Alugar um jatinho é prioridade no atual momento? Quantas mini usinas de oxigênio poderiam ser compradas com esse valor? O governador perdeu o senso de responsabilidade sobre a população. O caos, o número de mortes, de internados, não dá margem para que sequer seja pensado um aluguel neste sentido. É agir na mão contrária de todos os esforços que todos têm feito para dar fim à situação que temos enfrentado”, continuou o deputado.

Para Péricles, a má gestão do dinheiro público tem sido rotina da atual gestão. A prova está na desorganização evidenciada até mesmo na parceria necessária com o município para a viabilização e realização da vacinação no Amazonas. “Furam filas, dão desculpas para justificar atos ilícitos, enquanto as pessoas morrem nos hospitais, nas próprias casas. O interior já é afetado pelo caos. Desrespeitam os grupos prioritários. O secretariado, que vai para fora do Estado fazer tratamento quando está doente, está vacinado. Já os coveiros estão entregues à mercê do caos da saúde pública do estado. Isso tudo é injusto e absurdo”, completou.
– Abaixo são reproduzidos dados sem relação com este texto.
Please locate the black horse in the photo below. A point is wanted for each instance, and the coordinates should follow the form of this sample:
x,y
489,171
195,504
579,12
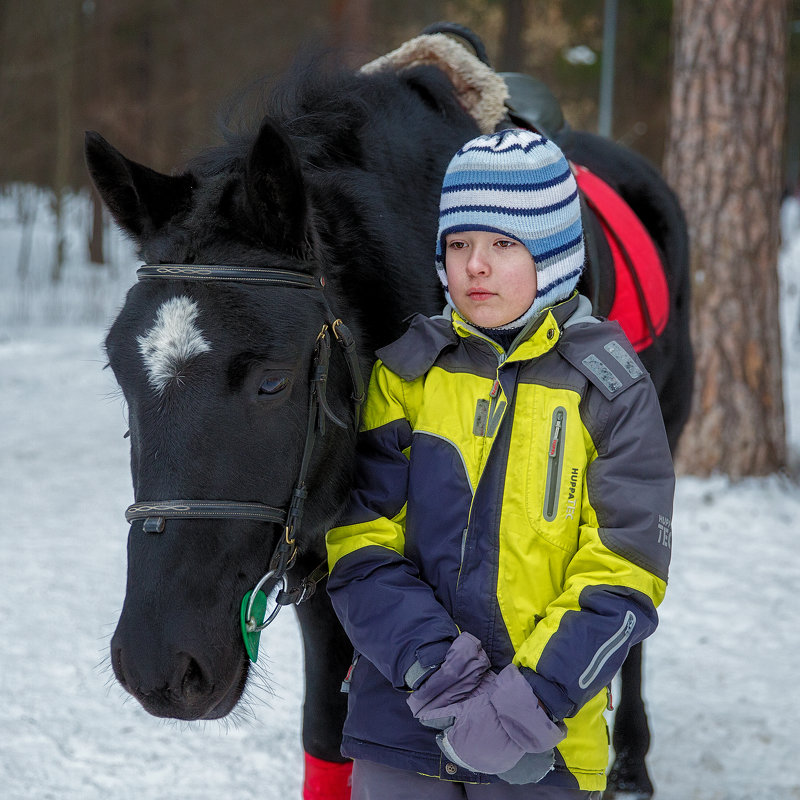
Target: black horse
x,y
239,393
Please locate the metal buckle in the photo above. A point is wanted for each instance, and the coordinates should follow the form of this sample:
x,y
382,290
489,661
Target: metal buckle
x,y
250,623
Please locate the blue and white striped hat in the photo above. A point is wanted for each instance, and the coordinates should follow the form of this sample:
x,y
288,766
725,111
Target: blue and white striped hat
x,y
517,183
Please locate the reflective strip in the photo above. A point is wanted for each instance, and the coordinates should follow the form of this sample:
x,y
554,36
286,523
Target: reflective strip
x,y
603,373
618,353
607,650
455,447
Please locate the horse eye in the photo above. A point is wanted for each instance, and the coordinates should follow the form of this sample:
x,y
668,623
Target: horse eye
x,y
273,385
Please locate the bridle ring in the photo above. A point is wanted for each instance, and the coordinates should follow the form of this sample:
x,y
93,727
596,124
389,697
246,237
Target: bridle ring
x,y
249,622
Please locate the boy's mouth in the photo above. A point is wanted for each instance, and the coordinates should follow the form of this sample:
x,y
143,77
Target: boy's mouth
x,y
479,294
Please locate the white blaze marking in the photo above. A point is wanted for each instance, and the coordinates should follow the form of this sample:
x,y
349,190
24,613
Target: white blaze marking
x,y
171,342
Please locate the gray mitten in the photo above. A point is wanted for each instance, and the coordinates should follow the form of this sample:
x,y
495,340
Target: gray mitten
x,y
495,725
531,768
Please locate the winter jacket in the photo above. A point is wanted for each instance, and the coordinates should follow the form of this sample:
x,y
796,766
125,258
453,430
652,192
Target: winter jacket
x,y
524,498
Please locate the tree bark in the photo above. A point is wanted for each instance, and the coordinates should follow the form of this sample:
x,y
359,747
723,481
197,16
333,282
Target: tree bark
x,y
723,159
512,47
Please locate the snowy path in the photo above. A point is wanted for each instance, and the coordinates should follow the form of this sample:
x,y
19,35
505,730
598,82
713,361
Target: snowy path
x,y
720,685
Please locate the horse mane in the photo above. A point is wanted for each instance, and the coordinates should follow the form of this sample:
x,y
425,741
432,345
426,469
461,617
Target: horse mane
x,y
324,106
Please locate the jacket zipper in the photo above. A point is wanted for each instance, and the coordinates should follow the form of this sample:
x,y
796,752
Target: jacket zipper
x,y
493,395
345,689
555,460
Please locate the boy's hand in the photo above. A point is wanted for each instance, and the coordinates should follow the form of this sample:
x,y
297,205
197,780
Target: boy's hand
x,y
465,666
496,726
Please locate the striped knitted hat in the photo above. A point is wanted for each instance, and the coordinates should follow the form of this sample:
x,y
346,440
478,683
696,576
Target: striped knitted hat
x,y
517,183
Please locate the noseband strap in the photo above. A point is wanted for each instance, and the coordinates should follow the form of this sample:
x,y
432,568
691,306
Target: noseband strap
x,y
155,513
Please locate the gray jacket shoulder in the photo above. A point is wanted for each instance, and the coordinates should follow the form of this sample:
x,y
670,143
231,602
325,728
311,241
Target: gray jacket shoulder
x,y
414,353
602,353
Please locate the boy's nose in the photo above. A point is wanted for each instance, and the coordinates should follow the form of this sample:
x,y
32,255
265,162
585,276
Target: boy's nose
x,y
477,264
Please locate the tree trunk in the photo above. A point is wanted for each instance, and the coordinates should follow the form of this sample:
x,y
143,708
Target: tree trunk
x,y
65,19
512,47
351,22
724,160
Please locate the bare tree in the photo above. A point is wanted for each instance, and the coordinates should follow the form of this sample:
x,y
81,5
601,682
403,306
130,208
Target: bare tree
x,y
724,160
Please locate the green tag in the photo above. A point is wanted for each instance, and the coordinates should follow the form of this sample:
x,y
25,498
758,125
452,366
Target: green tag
x,y
258,611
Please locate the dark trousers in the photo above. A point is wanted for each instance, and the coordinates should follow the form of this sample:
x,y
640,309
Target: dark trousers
x,y
377,782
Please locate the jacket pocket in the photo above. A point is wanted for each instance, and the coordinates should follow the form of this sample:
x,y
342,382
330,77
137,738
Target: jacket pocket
x,y
555,463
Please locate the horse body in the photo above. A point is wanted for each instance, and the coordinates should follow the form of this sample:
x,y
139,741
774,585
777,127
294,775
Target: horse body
x,y
342,181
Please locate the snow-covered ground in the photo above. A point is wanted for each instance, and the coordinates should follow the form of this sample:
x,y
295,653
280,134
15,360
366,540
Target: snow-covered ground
x,y
722,694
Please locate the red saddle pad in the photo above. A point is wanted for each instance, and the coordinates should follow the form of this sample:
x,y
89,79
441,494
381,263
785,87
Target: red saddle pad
x,y
627,236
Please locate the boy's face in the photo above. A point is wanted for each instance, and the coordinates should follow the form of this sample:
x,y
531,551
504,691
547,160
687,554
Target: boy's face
x,y
491,278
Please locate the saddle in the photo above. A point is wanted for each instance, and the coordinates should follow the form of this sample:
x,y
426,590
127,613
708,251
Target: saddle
x,y
624,276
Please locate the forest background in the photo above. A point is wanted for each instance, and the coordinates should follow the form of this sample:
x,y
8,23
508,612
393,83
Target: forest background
x,y
153,75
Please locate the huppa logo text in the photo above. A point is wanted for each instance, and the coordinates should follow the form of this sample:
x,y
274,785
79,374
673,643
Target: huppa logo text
x,y
572,502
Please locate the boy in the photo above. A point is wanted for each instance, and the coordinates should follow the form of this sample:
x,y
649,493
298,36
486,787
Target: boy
x,y
508,534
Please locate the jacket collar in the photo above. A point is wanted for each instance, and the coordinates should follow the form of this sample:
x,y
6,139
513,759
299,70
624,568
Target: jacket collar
x,y
539,335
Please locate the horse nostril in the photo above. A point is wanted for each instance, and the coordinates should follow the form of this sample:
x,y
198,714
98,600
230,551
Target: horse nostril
x,y
116,665
194,685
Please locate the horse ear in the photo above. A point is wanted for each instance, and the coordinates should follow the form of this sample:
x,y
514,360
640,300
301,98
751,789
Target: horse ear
x,y
275,190
140,199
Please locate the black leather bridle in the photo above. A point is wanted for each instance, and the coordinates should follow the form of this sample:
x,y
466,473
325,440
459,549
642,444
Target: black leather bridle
x,y
155,513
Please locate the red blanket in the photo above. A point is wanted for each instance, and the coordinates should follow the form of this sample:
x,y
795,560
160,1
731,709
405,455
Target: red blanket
x,y
627,236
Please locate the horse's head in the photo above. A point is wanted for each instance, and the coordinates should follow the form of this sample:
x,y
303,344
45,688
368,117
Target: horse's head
x,y
219,379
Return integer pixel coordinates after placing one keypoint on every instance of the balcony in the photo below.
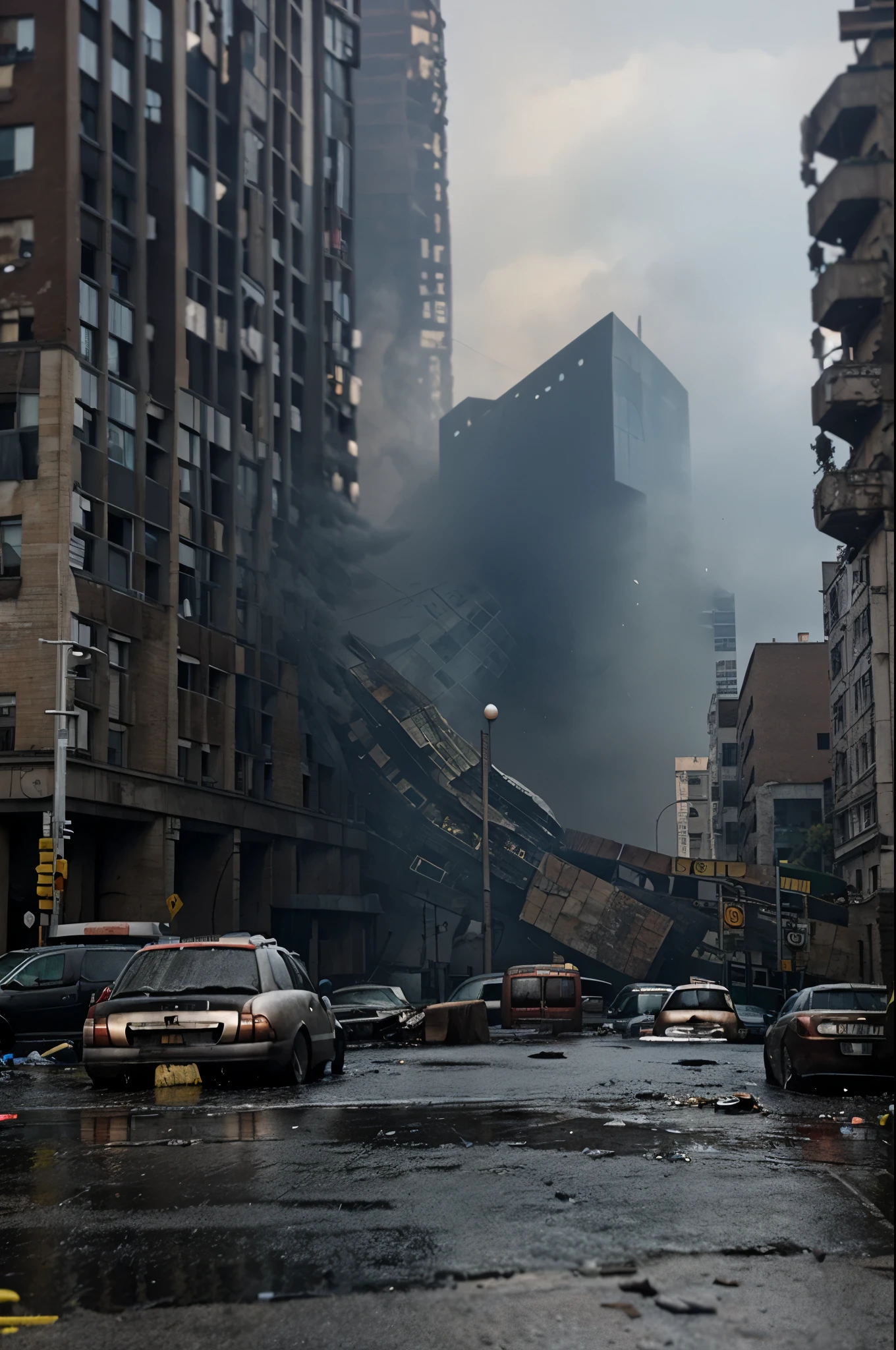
(851, 502)
(849, 199)
(845, 111)
(848, 295)
(847, 400)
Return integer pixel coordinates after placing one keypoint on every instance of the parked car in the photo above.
(486, 987)
(45, 997)
(370, 1010)
(223, 1005)
(753, 1018)
(830, 1030)
(699, 1013)
(636, 1006)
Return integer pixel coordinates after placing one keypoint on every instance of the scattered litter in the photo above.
(629, 1308)
(675, 1305)
(642, 1287)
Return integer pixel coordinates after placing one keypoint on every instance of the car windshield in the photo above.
(368, 998)
(10, 960)
(634, 1005)
(710, 1001)
(190, 970)
(849, 1001)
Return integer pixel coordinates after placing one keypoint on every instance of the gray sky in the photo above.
(646, 158)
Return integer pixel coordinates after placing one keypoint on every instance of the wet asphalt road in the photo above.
(451, 1185)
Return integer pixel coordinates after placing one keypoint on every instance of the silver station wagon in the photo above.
(226, 1005)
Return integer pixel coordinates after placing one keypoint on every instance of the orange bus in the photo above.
(542, 995)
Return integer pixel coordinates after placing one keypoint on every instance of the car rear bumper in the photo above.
(107, 1061)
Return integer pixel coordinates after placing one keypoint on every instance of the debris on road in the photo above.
(629, 1308)
(641, 1287)
(673, 1303)
(177, 1076)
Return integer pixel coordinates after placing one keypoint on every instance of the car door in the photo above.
(41, 998)
(318, 1018)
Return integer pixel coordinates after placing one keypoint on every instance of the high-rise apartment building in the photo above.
(851, 216)
(177, 409)
(404, 246)
(692, 821)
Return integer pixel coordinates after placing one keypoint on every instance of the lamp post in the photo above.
(490, 713)
(656, 837)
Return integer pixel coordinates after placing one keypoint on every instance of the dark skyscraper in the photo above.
(404, 250)
(569, 500)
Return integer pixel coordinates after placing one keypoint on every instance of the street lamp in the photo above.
(656, 836)
(490, 713)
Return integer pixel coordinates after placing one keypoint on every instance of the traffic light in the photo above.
(50, 878)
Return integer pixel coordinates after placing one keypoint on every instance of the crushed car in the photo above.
(368, 1011)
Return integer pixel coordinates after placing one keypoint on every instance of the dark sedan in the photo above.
(45, 998)
(829, 1032)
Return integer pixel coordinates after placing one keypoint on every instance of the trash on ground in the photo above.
(641, 1287)
(177, 1076)
(673, 1303)
(629, 1308)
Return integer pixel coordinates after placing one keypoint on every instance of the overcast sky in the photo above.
(644, 158)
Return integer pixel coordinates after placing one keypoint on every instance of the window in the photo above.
(88, 57)
(7, 721)
(16, 150)
(16, 41)
(121, 81)
(153, 105)
(11, 546)
(152, 32)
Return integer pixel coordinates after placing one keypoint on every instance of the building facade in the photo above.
(692, 817)
(404, 246)
(785, 755)
(852, 220)
(177, 408)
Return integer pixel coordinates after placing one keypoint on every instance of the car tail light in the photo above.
(254, 1026)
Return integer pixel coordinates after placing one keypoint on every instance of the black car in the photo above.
(46, 997)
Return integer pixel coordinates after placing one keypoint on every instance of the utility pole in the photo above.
(491, 712)
(60, 831)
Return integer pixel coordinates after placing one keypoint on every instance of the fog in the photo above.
(644, 160)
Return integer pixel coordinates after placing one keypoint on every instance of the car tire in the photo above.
(791, 1079)
(300, 1060)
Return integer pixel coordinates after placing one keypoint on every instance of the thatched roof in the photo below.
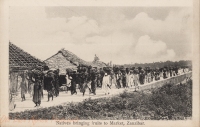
(19, 59)
(65, 59)
(99, 64)
(74, 59)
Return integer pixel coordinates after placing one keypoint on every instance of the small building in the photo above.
(64, 59)
(19, 62)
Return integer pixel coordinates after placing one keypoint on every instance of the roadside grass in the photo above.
(169, 102)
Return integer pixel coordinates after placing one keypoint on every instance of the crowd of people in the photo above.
(35, 81)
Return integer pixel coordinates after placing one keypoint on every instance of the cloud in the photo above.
(114, 37)
(152, 50)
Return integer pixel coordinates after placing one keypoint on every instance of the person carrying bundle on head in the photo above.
(106, 84)
(23, 86)
(135, 79)
(73, 82)
(37, 87)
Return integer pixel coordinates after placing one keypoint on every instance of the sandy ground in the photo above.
(64, 97)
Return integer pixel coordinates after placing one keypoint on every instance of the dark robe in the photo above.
(37, 93)
(94, 82)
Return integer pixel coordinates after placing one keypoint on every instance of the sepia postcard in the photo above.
(99, 63)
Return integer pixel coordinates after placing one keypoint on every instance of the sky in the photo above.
(122, 35)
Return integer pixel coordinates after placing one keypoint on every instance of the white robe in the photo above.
(106, 81)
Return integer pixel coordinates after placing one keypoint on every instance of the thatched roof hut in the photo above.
(65, 59)
(21, 60)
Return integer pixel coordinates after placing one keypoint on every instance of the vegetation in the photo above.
(170, 102)
(180, 63)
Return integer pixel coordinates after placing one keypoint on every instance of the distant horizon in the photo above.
(117, 34)
(100, 58)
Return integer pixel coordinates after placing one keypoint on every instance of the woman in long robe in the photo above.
(23, 87)
(37, 92)
(106, 83)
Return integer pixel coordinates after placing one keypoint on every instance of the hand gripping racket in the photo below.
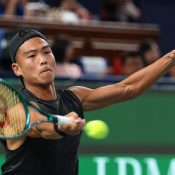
(15, 114)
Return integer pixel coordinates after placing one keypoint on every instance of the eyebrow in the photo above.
(35, 50)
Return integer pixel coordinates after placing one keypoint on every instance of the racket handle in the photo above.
(61, 120)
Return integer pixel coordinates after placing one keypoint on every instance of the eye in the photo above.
(31, 56)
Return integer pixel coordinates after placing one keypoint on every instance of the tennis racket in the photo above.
(15, 114)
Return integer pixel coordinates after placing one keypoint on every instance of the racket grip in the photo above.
(61, 120)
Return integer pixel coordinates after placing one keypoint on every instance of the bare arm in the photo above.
(127, 89)
(45, 130)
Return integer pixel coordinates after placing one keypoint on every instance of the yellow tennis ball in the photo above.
(96, 129)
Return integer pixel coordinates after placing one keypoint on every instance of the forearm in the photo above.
(140, 81)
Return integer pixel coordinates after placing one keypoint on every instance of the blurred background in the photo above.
(100, 42)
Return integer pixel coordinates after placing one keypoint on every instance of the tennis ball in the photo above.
(96, 129)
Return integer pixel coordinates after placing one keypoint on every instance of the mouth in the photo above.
(46, 70)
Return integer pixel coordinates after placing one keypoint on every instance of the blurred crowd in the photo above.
(76, 11)
(73, 11)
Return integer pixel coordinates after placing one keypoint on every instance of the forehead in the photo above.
(33, 44)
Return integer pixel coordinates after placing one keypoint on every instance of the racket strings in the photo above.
(11, 113)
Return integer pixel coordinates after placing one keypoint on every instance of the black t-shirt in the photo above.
(39, 156)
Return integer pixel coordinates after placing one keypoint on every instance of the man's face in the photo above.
(35, 62)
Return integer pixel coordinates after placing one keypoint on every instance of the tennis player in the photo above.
(53, 150)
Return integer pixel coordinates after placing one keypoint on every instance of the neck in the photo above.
(44, 93)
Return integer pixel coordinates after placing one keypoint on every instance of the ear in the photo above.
(16, 69)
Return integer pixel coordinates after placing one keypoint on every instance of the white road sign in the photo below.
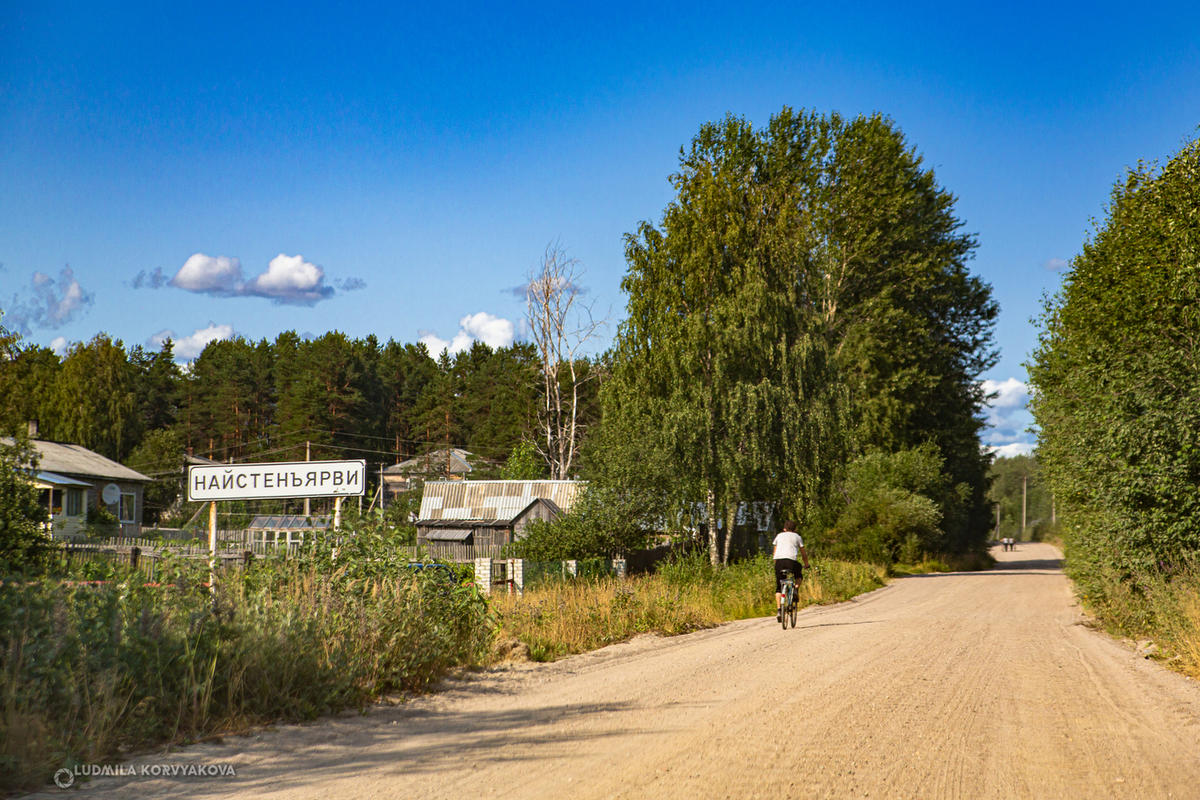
(294, 479)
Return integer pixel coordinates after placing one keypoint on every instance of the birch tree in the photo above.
(561, 325)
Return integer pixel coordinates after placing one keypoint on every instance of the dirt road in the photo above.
(967, 685)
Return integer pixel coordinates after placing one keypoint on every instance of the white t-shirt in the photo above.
(787, 545)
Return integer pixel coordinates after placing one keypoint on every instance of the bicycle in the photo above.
(790, 607)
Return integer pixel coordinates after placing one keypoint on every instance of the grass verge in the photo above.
(1162, 606)
(91, 672)
(568, 617)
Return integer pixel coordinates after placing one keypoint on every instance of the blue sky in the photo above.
(397, 170)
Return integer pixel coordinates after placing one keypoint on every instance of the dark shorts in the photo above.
(786, 565)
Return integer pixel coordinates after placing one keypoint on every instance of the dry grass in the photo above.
(89, 673)
(563, 618)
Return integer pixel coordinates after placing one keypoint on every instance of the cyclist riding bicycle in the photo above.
(789, 546)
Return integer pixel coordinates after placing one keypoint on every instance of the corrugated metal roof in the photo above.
(449, 535)
(59, 480)
(435, 462)
(288, 522)
(492, 499)
(78, 461)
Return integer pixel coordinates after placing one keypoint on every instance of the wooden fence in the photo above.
(232, 546)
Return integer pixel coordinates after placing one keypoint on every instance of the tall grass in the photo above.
(93, 671)
(1161, 605)
(564, 618)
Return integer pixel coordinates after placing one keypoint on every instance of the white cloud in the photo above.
(209, 274)
(491, 330)
(54, 302)
(190, 347)
(1009, 394)
(1008, 451)
(288, 280)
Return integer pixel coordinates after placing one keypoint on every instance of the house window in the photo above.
(75, 503)
(129, 503)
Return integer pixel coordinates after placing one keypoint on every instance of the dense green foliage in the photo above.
(1115, 380)
(889, 507)
(22, 541)
(604, 522)
(804, 299)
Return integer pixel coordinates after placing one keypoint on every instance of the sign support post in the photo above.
(213, 548)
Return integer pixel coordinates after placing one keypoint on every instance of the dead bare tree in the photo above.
(559, 325)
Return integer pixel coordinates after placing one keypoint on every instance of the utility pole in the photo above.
(1025, 482)
(307, 456)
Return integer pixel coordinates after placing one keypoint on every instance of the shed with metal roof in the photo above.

Sobre a questão do desrespeito à lista prioritária de vacinação, o deputado estadual encaminhou para a Secretaria Municipal de Saúde (Semsa), na última segunda-feira (25), com solicitação de envio da listagem completa dos nomes e cargos ocupados por todas as pessoas denominadas ‘outros’ no documento oficial de vacinados. “A desorganização tem custado vidas. Até o motorista do governador já foi vacinado e os profissionais que realmente estão no front estão sendo negligenciados. Isso não pode ficar assim”, concluiu.